“Miss Eyre, are you ill?” said Bessie.
“What a dreadful noise! it went quite through
me!” exclaimed Abbot.
“Take me out! Let me go into the nursery!”
was my cry.
“What for? Are you hurt? Have you
seen something?” again demanded Bessie.
“Oh! I saw a light, and I thought a ghost
would come.” I had now got hold of Bessie’s
hand, and she did not snatch it from me.
“She has screamed out on purpose,” declared
Abbot, in some disgust. “And what a scream!
If she had been in great pain one would have excused
it, but she only wanted to bring us all here:
I know her naughty tricks.”
“What is all this?” demanded another
voice peremptorily; and Mrs. Reed came along the corridor,
her cap flying wide, her gown rustling stormily.
“Abbot and Bessie, I believe I gave orders that
Jane Eyre should be left in the red-room till I came
to her myself.”
“Miss Jane screamed so loud, ma’am,”
pleaded Bessie.
“Let her go,” was the only answer.
“Loose Bessie’s hand, child: you
cannot succeed in getting out by these means, be assured.
I abhor artifice, particularly in children; it is
my duty to show you that tricks will not answer:
you will now stay here an hour longer, and it is
only on condition of perfect submission and stillness
that I shall liberate you then.”
“O aunt! have pity! Forgive me!
I cannot endure it — let me be punished
some other way! I shall be killed if —
"
“Silence! This violence is all most repulsive:”
and so, no doubt, she felt it. I was a precocious
actress in her eyes; she sincerely looked on me as
a compound of virulent passions, mean spirit, and
dangerous duplicity.
Bessie and Abbot having retreated, Mrs.
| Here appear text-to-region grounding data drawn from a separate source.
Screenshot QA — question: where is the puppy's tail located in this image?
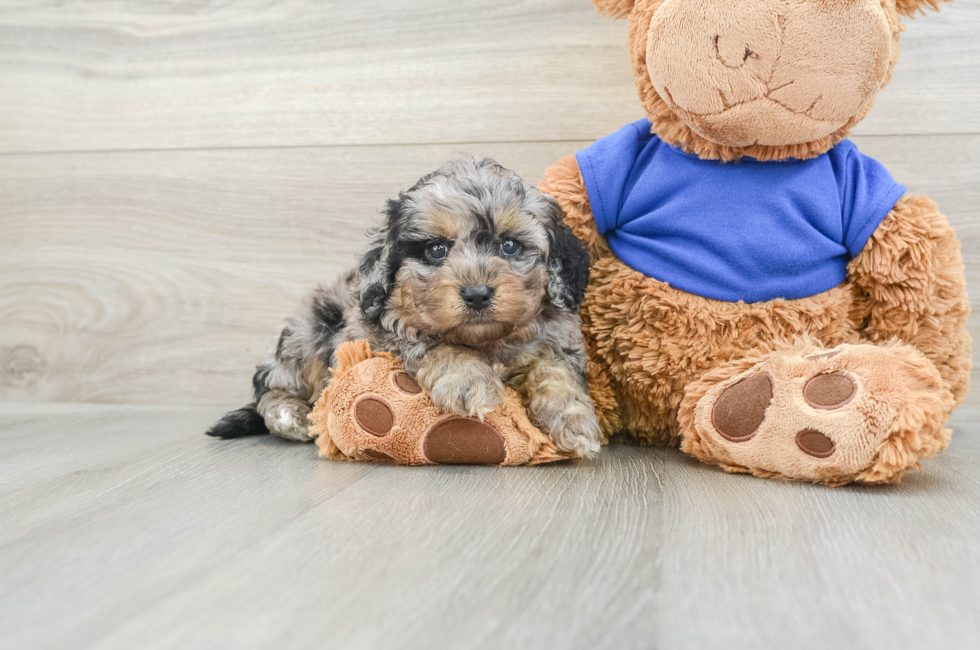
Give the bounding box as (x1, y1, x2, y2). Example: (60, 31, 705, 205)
(206, 404, 269, 438)
(206, 364, 273, 438)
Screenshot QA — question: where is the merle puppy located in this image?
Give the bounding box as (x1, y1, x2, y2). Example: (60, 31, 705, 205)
(207, 157, 602, 457)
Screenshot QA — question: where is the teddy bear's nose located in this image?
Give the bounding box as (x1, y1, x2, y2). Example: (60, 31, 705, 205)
(714, 33, 757, 69)
(644, 0, 892, 147)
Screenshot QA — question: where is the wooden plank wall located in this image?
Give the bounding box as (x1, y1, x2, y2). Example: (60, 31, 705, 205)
(1, 0, 978, 407)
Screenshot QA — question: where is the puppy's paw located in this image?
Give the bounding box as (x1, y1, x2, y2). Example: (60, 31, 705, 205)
(535, 399, 602, 458)
(259, 395, 313, 442)
(416, 348, 505, 420)
(427, 371, 505, 420)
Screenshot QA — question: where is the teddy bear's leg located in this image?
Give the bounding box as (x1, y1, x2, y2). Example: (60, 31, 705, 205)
(678, 340, 956, 485)
(848, 195, 971, 410)
(581, 331, 624, 438)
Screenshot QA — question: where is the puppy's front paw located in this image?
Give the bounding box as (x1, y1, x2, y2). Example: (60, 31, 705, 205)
(427, 371, 504, 420)
(535, 399, 602, 458)
(416, 347, 505, 420)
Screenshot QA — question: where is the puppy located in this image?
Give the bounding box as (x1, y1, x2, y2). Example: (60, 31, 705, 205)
(207, 157, 602, 457)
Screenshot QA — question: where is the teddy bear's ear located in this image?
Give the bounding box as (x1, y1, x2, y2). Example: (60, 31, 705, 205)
(590, 0, 636, 19)
(895, 0, 952, 17)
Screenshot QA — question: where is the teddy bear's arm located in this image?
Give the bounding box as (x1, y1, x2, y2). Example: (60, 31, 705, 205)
(848, 193, 971, 405)
(540, 155, 608, 261)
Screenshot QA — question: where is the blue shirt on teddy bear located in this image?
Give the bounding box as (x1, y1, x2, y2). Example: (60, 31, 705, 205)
(575, 119, 906, 303)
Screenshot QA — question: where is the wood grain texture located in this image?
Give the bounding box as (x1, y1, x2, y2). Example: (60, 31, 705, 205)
(0, 0, 976, 154)
(0, 403, 977, 650)
(1, 135, 978, 406)
(0, 141, 578, 405)
(2, 136, 978, 407)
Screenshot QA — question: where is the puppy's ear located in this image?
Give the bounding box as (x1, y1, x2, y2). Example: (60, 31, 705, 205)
(895, 0, 951, 17)
(544, 198, 590, 312)
(358, 198, 401, 326)
(590, 0, 636, 19)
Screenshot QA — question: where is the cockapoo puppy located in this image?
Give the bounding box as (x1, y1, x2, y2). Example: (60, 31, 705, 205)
(207, 157, 602, 457)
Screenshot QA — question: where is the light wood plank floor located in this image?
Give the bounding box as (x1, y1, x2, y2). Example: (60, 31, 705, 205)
(2, 1, 979, 648)
(1, 403, 978, 650)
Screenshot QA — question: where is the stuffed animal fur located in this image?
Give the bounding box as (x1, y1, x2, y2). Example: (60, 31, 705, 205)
(308, 341, 570, 466)
(538, 0, 970, 485)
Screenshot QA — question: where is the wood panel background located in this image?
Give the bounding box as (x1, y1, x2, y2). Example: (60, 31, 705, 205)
(1, 0, 978, 408)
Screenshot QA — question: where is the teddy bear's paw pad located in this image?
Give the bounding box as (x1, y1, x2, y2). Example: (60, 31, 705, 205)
(353, 396, 395, 436)
(795, 429, 835, 458)
(711, 372, 773, 442)
(802, 372, 856, 409)
(393, 371, 423, 394)
(690, 344, 949, 483)
(423, 418, 507, 465)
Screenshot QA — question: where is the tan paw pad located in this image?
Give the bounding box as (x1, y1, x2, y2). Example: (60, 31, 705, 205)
(423, 418, 507, 465)
(795, 429, 835, 458)
(353, 396, 395, 436)
(711, 372, 773, 442)
(393, 371, 422, 394)
(803, 372, 855, 409)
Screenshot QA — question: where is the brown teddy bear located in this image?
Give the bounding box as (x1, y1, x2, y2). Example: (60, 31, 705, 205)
(539, 0, 970, 485)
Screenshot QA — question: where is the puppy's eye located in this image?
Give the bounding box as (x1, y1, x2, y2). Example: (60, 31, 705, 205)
(500, 239, 521, 257)
(425, 241, 448, 262)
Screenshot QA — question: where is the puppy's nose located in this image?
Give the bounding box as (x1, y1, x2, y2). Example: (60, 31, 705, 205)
(461, 285, 494, 311)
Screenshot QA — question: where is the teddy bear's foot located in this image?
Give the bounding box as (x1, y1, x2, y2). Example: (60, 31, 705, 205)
(308, 341, 571, 466)
(679, 342, 955, 486)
Reed, impatient
of my now frantic anguish and wild sobs, abruptly
thrust me back and locked me in, without farther parley.
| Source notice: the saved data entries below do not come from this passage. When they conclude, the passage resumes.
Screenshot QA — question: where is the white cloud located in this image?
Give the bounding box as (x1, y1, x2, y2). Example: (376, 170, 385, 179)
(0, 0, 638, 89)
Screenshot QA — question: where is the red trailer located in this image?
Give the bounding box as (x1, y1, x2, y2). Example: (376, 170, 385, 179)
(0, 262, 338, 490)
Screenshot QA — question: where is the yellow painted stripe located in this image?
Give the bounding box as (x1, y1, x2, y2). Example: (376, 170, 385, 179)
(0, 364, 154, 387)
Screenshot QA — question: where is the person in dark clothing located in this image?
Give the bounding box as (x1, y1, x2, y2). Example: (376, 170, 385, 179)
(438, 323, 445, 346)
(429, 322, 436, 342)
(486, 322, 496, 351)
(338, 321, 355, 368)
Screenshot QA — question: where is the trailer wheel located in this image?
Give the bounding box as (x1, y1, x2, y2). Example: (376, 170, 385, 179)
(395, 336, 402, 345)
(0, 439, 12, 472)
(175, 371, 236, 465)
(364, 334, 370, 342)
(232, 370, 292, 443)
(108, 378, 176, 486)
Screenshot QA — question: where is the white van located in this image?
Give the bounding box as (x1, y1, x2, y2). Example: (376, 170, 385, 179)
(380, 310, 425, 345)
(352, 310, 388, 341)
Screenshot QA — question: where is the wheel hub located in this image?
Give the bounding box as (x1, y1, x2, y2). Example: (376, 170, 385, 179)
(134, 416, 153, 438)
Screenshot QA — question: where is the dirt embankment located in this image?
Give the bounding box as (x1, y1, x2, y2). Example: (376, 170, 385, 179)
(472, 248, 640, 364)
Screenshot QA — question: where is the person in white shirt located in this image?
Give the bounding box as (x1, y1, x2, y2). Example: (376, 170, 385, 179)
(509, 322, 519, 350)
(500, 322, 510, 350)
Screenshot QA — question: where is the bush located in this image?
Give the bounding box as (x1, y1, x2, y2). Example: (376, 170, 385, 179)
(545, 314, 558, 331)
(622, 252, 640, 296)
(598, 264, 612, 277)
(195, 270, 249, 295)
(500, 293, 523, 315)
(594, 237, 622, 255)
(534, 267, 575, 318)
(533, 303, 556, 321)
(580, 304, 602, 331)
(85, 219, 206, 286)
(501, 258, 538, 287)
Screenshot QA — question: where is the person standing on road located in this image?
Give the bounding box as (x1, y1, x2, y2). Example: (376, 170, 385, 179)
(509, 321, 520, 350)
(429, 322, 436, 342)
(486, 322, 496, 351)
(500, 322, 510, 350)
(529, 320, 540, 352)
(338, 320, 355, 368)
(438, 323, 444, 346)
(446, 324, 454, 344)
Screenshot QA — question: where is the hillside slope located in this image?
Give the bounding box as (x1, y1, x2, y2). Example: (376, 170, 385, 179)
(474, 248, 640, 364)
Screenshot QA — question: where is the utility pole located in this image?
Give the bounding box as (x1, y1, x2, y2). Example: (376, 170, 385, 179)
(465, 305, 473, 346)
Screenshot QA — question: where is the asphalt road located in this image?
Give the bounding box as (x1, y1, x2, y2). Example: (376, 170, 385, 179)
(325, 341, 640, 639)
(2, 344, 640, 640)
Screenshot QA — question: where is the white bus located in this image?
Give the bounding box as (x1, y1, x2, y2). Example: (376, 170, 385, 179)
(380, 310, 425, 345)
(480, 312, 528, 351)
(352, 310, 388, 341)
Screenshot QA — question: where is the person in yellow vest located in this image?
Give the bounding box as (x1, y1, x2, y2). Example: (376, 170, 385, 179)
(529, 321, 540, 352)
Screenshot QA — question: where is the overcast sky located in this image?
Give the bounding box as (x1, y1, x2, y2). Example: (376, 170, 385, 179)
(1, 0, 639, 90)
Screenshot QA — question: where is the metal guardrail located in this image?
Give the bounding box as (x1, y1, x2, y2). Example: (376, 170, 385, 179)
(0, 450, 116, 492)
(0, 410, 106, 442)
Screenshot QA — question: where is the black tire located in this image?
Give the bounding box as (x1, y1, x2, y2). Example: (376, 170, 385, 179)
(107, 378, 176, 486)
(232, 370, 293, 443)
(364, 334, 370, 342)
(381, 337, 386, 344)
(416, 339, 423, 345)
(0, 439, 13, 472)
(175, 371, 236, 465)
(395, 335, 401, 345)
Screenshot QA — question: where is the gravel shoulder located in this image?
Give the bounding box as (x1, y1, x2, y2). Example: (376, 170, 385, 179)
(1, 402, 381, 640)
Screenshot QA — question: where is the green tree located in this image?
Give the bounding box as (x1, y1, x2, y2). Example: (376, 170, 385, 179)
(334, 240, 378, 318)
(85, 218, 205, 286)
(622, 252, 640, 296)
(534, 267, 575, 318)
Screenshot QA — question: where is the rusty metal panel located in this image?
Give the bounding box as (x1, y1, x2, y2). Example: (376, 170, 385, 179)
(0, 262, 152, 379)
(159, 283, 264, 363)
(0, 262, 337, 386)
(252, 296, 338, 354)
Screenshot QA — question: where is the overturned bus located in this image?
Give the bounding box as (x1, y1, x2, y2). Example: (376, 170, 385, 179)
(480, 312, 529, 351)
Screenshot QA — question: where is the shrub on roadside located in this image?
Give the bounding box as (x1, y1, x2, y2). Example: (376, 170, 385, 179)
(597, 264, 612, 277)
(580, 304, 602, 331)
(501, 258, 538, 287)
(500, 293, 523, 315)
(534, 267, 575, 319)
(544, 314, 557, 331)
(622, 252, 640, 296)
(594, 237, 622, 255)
I heard her sweeping away; and soon after she was
gone, I suppose I had a species of fit: unconsciousness
closed the scene.
The next thing I remember is, waking up with a feeling
as if I had had a frightful nightmare, and seeing
before me a terrible red glare, crossed with thick
black bars. I heard voices, too, speaking with
a hollow sound, and as if muffled by a rush of wind
or water: agitation, uncertainty, and an all-predominating
sense of terror confused my faculties. Ere long,
I became aware that some one was handling me; lifting
me up and supporting me in a sitting posture, and
that more tenderly than I had ever been raised or upheld
before. I rested my head against a pillow or
an arm, and felt easy.
In five minutes more the cloud of bewilderment dissolved:
I knew quite well that I was in my own bed, and that
the red glare was the nursery fire. It was night:
a candle burnt on the table; Bessie stood at the
bed-foot with a basin in her hand, and a gentleman
sat in a chair near my pillow, leaning over me.